Open Arms | Reporter di TPI bordo | Giorno 12
Uno scalo tecnico che ha allarmato l’Italia. Non appena la Open Arms si è avvicinata a Lampedusa molti giornalisti e politici hanno iniziato a chiamare, scrivere e (chi non aveva contatti diretti) fare congetture.
In una trasmissione televisiva si è parlato addirittura di ingresso senza autorizzazioni quando invece già due giorni prima c’era il permesso per uno scalo tecnico sull’isola, giusto il tempo di cambiare parte dell’equipaggio, fare la spesa e ripartire.
Meno di 48 ore per bere un bicchiere di vino, mangiare una pizza e qualche cannolo e tornare a pattugliare. Per il lavoro ho avuto il tempo giusto di fare un salto al cimitero dei barconi e di incontrare Mediterranean Hope, l’organizzazione che fa capo alla Federazione delle Chiese Evangeliche e che nell’isola ha un presidio stabile da anni.
Parliamo di quelli che vengono chiamati “sbarchi spontanei” e di come Lampedusa sia stata sotto l’occhio del ciclone prima con il caso Sea Watch e poi con Mediterranea.

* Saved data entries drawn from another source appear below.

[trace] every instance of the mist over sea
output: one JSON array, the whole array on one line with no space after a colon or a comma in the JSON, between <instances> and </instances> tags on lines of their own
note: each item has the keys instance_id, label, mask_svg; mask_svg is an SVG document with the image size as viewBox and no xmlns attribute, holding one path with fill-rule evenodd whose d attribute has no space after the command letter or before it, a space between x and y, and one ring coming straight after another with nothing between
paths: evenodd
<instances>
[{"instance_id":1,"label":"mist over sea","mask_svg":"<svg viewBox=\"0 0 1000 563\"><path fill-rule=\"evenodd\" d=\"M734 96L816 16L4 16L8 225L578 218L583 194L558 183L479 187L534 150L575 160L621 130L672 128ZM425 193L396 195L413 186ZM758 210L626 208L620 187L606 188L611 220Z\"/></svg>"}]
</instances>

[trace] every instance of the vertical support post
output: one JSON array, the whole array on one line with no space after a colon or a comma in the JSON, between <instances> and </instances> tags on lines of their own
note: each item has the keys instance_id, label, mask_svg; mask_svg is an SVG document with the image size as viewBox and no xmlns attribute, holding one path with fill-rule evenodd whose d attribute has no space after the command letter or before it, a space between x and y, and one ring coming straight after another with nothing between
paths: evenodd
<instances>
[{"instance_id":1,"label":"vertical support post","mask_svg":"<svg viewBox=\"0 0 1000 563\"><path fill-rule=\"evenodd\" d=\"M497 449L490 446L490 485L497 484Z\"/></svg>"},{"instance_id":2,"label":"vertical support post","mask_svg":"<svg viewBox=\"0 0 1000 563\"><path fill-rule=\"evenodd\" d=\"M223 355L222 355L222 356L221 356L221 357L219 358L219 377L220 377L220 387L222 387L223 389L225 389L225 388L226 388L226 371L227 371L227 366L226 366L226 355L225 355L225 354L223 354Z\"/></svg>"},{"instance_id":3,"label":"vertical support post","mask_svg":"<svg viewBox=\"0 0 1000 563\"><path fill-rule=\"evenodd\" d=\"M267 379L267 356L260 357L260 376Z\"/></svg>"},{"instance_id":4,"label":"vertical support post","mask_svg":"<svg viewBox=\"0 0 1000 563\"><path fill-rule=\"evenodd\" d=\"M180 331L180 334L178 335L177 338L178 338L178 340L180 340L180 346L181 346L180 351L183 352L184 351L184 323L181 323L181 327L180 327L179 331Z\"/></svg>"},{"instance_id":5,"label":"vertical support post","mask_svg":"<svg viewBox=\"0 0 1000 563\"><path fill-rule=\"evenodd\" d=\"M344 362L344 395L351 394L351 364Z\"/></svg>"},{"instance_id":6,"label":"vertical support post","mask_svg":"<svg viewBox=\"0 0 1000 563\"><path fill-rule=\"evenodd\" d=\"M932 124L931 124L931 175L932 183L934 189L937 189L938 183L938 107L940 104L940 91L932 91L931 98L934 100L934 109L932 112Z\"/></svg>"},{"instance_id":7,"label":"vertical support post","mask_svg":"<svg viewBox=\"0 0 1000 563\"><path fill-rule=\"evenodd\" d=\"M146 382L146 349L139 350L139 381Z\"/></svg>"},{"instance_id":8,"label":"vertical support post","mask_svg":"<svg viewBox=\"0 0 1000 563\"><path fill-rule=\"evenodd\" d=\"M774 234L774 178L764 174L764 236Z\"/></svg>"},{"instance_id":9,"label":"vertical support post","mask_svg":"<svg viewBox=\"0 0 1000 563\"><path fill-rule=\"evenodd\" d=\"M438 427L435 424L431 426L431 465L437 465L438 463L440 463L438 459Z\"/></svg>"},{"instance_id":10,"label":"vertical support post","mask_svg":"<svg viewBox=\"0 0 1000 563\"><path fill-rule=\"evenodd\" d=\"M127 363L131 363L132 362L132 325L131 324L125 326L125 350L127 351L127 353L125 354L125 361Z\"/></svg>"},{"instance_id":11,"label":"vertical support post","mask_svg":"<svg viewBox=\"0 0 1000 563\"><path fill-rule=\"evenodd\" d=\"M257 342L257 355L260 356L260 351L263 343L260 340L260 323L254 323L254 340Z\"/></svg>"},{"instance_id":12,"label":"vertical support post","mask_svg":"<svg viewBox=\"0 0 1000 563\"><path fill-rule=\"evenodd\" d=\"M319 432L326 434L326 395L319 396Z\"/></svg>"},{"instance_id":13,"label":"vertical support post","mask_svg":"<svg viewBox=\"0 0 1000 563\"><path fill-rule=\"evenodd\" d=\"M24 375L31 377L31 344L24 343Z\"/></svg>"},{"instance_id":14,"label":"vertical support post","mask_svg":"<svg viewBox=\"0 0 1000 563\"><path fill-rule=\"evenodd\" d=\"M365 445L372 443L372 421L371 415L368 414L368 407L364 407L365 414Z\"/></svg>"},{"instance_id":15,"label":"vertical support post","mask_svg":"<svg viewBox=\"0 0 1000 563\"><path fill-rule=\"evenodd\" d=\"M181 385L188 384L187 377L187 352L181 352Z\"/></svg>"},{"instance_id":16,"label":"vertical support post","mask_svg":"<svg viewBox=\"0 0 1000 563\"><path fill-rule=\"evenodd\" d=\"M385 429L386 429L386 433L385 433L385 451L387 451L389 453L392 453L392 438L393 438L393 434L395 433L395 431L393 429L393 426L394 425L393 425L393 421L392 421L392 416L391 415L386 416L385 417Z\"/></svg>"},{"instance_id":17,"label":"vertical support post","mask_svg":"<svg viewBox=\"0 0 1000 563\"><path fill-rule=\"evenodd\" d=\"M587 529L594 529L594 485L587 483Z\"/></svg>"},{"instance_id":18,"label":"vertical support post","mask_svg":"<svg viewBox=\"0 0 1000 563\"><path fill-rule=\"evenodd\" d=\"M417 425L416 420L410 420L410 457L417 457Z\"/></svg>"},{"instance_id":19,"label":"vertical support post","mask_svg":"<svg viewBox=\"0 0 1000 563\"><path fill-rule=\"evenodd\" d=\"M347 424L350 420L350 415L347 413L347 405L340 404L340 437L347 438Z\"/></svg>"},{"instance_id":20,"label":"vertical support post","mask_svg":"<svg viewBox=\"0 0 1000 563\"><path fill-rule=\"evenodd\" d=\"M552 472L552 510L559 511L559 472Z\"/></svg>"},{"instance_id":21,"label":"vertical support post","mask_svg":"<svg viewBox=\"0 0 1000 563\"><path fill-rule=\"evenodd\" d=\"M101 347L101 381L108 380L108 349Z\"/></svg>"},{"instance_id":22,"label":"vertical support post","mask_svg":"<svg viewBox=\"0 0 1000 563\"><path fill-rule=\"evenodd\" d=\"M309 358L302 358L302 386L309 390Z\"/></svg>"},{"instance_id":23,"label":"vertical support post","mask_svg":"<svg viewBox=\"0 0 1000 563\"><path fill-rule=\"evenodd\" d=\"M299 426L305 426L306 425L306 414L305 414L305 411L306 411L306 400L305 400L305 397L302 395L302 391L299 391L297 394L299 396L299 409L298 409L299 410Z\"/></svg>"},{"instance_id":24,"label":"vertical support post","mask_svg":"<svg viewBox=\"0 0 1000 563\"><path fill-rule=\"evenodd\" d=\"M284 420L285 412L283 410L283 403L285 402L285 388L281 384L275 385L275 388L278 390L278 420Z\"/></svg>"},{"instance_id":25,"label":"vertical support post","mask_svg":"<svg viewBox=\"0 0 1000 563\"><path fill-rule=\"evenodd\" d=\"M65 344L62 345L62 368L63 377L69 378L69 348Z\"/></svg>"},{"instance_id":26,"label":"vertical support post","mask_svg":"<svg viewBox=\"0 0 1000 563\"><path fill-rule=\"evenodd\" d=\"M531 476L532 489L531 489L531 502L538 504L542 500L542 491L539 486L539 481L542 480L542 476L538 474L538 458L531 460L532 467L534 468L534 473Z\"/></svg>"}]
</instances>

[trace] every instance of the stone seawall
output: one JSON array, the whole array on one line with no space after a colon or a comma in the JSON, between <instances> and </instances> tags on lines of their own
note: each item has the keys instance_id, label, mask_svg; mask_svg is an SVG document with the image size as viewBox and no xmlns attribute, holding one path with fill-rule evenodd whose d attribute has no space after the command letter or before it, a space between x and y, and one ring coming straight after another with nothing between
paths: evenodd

Per quest’isola così piccola non deve essere facile affrontare tutta questa attenzione. Qua si vive di pesca e turismo, anche se negli ultimi anni la presenza di molti militari ha visto la loro permanenza anche durante la stagione invernale, affittando le case con continuità.
Visto che siamo in alta stagione e i locali sono pieni, per fare un “passaggio di consegne” tra i vecchi e i nuovi volontari ci fermiamo in un bar non centrale dove possiamo sederci tutti. Siamo in tanti e approfittiamo per fare due chiacchiere e bere una birra, un momento di relax totale in cui ci si saluta e ci si abbraccia. Chi va via è triste ma anche chi resta ha un velo d’ombra perché con queste persone si è condiviso molto, sia nella fase operativa che nella vita quotidiana, 15 giorni in cui emozioni, pasti, turni di guardia notturni e di pulizia gomito a gomito suggellano amicizie. Chi arriva si guarda attorno, vuole capire chi sta andando via e chi resta, per capire con chi affronterà i giorni successivi.
Il tempo di finire la birra e iniziano gli abbracci e i saluti. Alla banchina ci sono ancora tutti, è il momento di dividersi. Il motore della Open Arms è acceso e si sta scaldando per poter partire a breve, direzione sud, zona SAR (Search and rescue).
Passo a salutare il capo dei macchinisti, Ciscu, un catalano apparentemente spigoloso ma con un cuore enorme. È nel suo “regno”, tra i motori che spingono i 35 metri di nave. Nei giorni passati mi ha raccontato delle altre missioni a cui ha partecipato, dei soccorsi effettuati e dei giorni trascorsi in mare con i migranti. Nonostante maneggi più olio motore che acqua salata, Ciscu è un vero uomo di mare. Cresciuto in questo ambiente, ama dire di sé che è specializzato in “motori vecchi”, di quelli che danno problemi se non li sai manutenere, ma che alla lunga non ti tradiscono mai.
“Lasciare qualcuno in mare è criminale”, mi ha detto una sera mentre parlavamo. Lui non è un volontario, non viene dal mondo umanitario e non ha l’ambizione di salvare il mondo. Fa il suo lavoro bene, ma non dimentica che è un essere umano. “Il nemico più grande è il mare”, ripete spesso, perché come tutti i marinai ama il mare, lo teme e lo rispetta. Deve lavorare e lo lascio ai suoi cavalli, al suo olio.
Anche se è sera inoltrata iniziamo subito con le riunioni operative, la SAR è molto vicina, potremmo dover intervenire nelle prossime ore e ci sono molti volontari nuovi. La mattina continuiamo da dove avevamo finito la notte precedente e approfittiamo del fatto che il mare non è ancora molto mosso per delle esercitazioni in mare. Questa missione, almeno per me, sarà lunga.
Dopo 15 giorni a bordo e 36 a terra, farne altri 15 in mare è mentalmente stancante. Si ha voglia di una stanza singola, di una doccia che non si muova e altre piccole cose, non ultima maggiore privacy. Però quello che facciamo qua è più importante di queste cose, i bisogni personali possono aspettare. Intanto il mare ha iniziato a muoversi molto, non saremo fortunati come la scorsa missione.